To install popelines:

$ pip install popelines

Usage

To get started:

import popelines

pope = popelines.popeline(dataset_id='', service_key_file_loc=None, directory='.', verbose=False)

Providing a dataset_id is required. Everything else is optional - a service key will be inferred from your GOOGLE_ACCOUNT_CREDENTIALS env variable if not provided in service_key_file_loc, and directory defaults to the current directory if not provided.

Popelines does some big handy things like you might expect:

# write a dict to line-delimited JSON, perfect for uploading to BQ
pope.write_to_json(file_name=file_name, jayson=your_dict, mode='w')

# then you can turn around and upload that line-delimtited JSON...
pope.write_to_bq(table_name=table_name, file_name=file_name, append=True, 
    ignore_unknown_values=False, bq_schema_autodetect=False)

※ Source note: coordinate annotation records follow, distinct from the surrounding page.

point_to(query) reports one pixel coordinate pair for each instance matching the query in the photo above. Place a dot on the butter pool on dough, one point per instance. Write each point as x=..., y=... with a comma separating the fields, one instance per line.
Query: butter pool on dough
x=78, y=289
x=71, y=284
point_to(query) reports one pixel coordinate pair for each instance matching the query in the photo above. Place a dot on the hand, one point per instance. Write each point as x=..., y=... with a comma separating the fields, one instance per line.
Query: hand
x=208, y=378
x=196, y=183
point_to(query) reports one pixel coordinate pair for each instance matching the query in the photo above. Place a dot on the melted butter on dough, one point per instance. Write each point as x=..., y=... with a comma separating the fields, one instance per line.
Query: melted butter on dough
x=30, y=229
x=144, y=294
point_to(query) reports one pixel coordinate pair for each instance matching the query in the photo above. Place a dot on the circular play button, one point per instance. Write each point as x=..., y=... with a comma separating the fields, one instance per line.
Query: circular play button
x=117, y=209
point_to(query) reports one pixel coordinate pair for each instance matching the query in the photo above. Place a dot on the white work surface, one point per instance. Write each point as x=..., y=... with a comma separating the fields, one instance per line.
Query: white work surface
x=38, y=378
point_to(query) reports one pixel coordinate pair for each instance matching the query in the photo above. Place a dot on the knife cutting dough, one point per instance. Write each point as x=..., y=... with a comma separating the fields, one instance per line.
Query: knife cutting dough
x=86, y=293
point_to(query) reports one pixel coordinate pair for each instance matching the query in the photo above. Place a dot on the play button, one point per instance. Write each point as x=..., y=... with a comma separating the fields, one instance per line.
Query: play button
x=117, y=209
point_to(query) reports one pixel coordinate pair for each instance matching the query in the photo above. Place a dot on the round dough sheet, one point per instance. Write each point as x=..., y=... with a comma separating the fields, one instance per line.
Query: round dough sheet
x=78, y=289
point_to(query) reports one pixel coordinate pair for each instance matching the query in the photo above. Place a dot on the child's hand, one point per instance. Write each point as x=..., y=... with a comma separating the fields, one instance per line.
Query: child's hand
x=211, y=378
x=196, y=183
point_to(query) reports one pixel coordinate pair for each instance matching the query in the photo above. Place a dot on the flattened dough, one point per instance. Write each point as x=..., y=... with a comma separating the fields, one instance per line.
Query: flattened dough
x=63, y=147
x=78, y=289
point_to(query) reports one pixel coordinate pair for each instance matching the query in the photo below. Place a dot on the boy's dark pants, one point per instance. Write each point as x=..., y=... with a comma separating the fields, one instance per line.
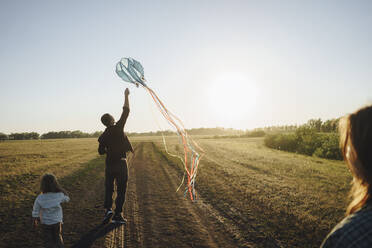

# or you can write it to GCS! leave bucket_name=None and popelines
# will try to upload to a bucket with the dataset_id you gave when you
# first initialized your pope object!
pope.write_to_gcs(gcs_path='folder/file.py', file_name='file.py', bucket_name=None)

# you can even call your API endpoints! This method returns a dict of data.
data = pope.call_api(url=url, method='GET', headers=None, params=None, data=None)

Popelines also does small handy things:

# get a logger at your chosen verbosity and use it to log things
log = pope.log
log.info('Does the code get to this point?')

# chunk a date range into chunks n-days large
start_datetime = datetime.datetime(2018, 3, 1)
end_datetime = datetime.datetime(2018, 9, 1)
for day in pope.chunk_date_range(start_datetime=start, end_datetime=end, chunk_size=1):
    print(f"I think I may have been drunk on {day}, can you name another date?")

# find the last entry in a table - basically, query for the MAX() of a column
latest_day = pope.find_last_entry(table_name='my_table', date_column='day')

Finally, Popelines even does weird experimental things:

# messed up JSON keys? fix_json_keys takes your dict obj and a callback
# function and applies the callback to each key recursively!
my_good_json = pope.fix_json_keys(obj=my_bad_json, callback=key_fixing_function)

# if your JSON values are messed up, have no fear! There is a similar 
# function for that!
my_good_json = pope.fix_json_values(obj=my_bad_json, callback=value_fixing_function)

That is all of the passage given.